K-Means Clustering - Data360_Analyze - Latest

Data360 Analyze Server Help

Product type
Software
Portfolio
Verify
Product family
Data360
Product
Data360 Analyze
Version
Latest
Language
English
Product name
Data360 Analyze
Title
Data360 Analyze Server Help
Copyright
2024
First publish date
2016
Last updated
2024-11-28
Published on
2024-11-28T15:26:57.181000

Classifies data into a specified number of clusters.

Tip: Before working with this node, there are a number of prerequisite steps, see Working with the Statistical and Predictive Analytics nodes.
Note: An additional Statistical and Predictive Analytics node pack license is required to run this node. See Applying a node pack license.This node processes data in-memory. Additional RAM will be required when processing data sets with a large volume of data.

The data are partitioned into k groups such that the "sum of squares" distance from the points to the assigned cluster centers is minimized. The node uses the Hartigan & Wong algorithm to partition the observations.

This node uses the embedded R engine to classify the input data using an "unsupervised" iterative refinement algorithm to identify the optimum cluster assignment for each of the observations. The algorithm randomly generates k initial cluster centers which are used for the cluster assignment and refinement process. To minimize cluster assignment errors due to the initial starting configuration, the node runs the algorithm multiple times with different starting configurations. You can optionally specify the number of starting configurations to be used. Within each run, the algorithm iteratively refines the cluster assignment until no changes in cluster assignment are made in an iteration or the maximum number of iterations is reached. You can optionally specify the maximum number of iterations to be performed.

The node considers the user-specified variables when performing the cluster analysis. The variables must have a numeric data type. The data are partitioned into the specified number of clusters - the permitted number of clusters ranges from 2 to N-1 where N is the number of observations (records) in the input data.

The K-Means algorithm is sensitive to differences in scale in the selected variables. To minimize the effects of scale on the cluster assignment, you can optionally specify that the data is to be standardized using "z-score" standardization.

The node provides a summary of the cluster assignment and details of the cluster assignment.

The solutionSummary pin provides a summary that indicates the number of observations assigned to each cluster, the "co-ordinates" of the mean of each of the derived clusters (the "centroids"), and statistics for the "within cluster sum of squares" and the ratio of the "between sum of squares" and "within cluster sum of squares".

The clusterData pin provides details of the cluster assignment which includes: the "co-ordinate" values of the variables for each observation together with the assigned cluster number, the "Type" set to "CLUSTER" and the "set" which is set to "CLUSTERx" where "x" is the assigned cluster number.

Powered by TIBCO®

Properties

ModelName

Optionally specify the name of a model which is displayed on the output data.

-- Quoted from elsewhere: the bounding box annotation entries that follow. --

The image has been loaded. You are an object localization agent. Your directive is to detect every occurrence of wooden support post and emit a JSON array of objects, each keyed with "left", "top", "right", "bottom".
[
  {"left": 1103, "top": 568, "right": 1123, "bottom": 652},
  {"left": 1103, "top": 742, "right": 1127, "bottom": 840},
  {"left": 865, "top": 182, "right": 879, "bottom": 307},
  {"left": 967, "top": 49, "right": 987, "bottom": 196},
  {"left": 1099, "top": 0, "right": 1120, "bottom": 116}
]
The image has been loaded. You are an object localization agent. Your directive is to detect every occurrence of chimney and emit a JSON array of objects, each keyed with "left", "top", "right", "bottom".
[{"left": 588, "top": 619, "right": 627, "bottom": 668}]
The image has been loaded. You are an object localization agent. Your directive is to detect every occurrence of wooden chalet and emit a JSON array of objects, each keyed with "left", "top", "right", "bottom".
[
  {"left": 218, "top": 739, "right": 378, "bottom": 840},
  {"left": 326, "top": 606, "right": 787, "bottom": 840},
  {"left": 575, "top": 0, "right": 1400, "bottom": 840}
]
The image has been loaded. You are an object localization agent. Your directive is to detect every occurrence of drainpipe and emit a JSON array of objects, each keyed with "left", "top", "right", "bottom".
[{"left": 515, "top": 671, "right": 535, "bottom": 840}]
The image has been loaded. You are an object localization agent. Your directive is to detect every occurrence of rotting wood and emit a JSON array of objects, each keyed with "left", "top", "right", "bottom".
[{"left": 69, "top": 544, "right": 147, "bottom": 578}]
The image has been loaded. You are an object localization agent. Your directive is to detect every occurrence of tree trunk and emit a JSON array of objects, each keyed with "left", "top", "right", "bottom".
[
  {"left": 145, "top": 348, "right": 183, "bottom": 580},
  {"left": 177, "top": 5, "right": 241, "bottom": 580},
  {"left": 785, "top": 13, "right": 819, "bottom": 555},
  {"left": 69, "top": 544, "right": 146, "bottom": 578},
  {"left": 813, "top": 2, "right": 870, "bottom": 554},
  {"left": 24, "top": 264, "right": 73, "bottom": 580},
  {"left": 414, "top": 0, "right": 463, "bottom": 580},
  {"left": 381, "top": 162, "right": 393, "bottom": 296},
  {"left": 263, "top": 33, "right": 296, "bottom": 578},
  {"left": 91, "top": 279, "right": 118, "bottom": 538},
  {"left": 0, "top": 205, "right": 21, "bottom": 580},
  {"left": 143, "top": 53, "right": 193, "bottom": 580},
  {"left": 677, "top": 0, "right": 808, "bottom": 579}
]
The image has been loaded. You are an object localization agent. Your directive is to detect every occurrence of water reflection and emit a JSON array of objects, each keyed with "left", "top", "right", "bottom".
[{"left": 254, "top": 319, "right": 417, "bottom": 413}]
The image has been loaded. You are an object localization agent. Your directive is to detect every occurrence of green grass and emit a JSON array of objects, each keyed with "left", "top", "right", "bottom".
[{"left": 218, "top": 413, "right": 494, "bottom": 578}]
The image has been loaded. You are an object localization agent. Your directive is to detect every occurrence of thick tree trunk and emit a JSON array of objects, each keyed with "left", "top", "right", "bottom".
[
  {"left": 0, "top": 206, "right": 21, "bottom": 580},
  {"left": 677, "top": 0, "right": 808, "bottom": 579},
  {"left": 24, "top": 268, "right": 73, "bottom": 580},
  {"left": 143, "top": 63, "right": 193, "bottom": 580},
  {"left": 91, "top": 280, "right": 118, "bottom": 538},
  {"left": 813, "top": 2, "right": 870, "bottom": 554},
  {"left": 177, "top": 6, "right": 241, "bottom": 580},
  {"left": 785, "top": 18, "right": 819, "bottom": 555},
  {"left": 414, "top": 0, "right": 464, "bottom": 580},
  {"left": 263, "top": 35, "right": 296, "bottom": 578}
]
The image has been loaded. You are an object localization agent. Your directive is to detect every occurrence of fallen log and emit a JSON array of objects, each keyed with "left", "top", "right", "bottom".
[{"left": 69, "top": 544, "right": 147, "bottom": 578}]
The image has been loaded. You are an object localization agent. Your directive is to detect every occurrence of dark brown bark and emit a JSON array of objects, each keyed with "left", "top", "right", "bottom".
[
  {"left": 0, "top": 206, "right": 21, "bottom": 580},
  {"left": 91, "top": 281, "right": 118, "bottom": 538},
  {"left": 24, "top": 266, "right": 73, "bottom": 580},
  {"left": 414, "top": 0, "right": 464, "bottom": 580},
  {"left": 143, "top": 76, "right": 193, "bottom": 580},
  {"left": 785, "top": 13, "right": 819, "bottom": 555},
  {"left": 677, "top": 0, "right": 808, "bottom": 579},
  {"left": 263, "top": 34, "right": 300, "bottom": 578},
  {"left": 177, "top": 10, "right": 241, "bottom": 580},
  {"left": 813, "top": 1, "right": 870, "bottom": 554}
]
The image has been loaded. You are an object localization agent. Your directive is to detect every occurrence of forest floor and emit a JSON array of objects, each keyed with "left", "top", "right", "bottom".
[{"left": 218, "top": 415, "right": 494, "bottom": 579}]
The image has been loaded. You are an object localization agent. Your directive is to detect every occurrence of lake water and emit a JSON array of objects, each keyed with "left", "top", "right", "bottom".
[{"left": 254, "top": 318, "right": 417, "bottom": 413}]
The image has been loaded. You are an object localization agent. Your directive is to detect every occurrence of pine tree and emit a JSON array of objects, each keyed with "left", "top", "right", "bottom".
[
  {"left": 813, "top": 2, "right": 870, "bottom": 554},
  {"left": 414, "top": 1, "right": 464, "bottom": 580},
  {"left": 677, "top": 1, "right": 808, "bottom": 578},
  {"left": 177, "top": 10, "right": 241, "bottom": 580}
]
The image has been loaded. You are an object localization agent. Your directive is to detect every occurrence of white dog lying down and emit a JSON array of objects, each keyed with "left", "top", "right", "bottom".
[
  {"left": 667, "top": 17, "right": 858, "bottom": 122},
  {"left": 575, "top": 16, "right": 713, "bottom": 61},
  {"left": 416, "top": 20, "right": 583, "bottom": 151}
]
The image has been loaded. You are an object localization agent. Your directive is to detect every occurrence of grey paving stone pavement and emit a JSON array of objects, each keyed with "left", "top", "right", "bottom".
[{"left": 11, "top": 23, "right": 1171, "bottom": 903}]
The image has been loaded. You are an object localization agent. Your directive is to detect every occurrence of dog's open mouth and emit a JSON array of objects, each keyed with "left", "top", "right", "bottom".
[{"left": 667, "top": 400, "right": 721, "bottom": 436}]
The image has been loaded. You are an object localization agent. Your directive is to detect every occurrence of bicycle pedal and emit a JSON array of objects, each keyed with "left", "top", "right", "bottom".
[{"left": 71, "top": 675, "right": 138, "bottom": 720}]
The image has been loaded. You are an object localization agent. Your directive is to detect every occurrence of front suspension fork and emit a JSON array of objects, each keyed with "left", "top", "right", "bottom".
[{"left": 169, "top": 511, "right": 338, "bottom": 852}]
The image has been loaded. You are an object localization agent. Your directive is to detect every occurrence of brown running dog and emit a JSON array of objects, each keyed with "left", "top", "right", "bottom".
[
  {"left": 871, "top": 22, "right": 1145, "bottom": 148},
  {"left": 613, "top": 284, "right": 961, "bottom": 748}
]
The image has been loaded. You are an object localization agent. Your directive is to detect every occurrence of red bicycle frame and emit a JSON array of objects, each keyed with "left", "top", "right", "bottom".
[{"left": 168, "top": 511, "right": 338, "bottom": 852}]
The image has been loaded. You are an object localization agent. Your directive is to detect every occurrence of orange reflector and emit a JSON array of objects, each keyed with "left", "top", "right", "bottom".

A model name must start with a letter and may contain any of the following:

  • letters
  • numbers
  • period character (".")
  • underscore ("_")

If not specified, a default model name "KMeans" is displayed on the output data.

Variables

Optionally specify the variables to be used, separated by commas.

By default, all the fields from the input data are used.

ClusterCount

Specify the number of clusters.

The number must be in the range from 2 to N-1, where N is the number of observations (input data records).

A value is required for this property.

MaxIterations

Optionally specify the maximum number of iterations of the algorithm used to assign items to clusters. A positive integer.

The default value is 10.

StartConfigurations

Optionally specify the number of random sets of initial observations that are to be used as the initial cluster centers when performing the cluster analysis. A positive integer.

The default value is 10.

TransformData

Optionally specify whether each of the fields in the input data are to be transformed. Choose from:

  • None - Do not transform the data.
  • Standardize - Apply a z-score standardization to each field in the input data.

The default value is None.

Inputs and outputs

Inputs: data.

Outputs: solutionSummary, clusterData.